Я выходил в город, бессмысленно блуждал по грязным улицам и без сопротивления отдавал себя на растерзание городу-вампиру. Бери, дружище, не жалко. Быть может, тебе это нужнее, чем мне.
— Не подскажите, как пройти до милиции?
Мужчина средних лет, немного потёртый. Что же, я благодарен тебе за внимание.
— Вы уже прошли.
— Как так? Я не видел здания милиции.
— Вы по Молодёжной шли?
— Ну да.
— Там повернуть надо было, у автобусной остановки.
— Ах, вот оно что!
— Да.
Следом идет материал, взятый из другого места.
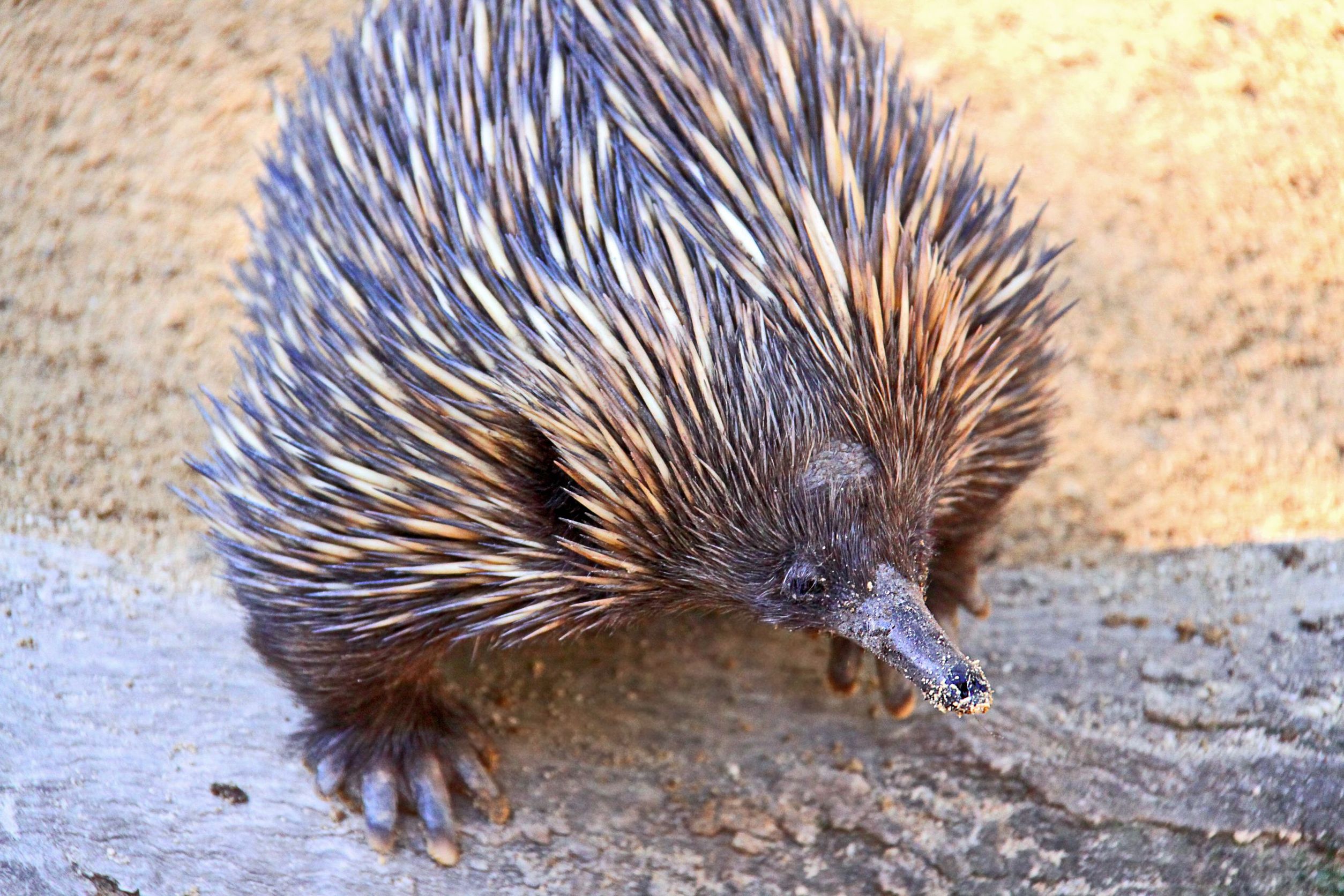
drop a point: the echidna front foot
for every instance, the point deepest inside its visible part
(412, 766)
Метров триста от поворота, и увидите.
— Значит, возвращаться?
— Да.
— Ну спасибо.
Город был тих, вял, почти симпатичен в своей весенней никчемности — представить только, он даже позволил солнцу выйти из-за туч! Солнце вовсе не радовало. Пусть лучше сумрак, думалось мне, пусть лучше тоска. Не хочу я этого солнца. Потому что все человеческие существа радуются пришедшему теплу и выражают свою радость нескромным смехом. Все, кроме меня.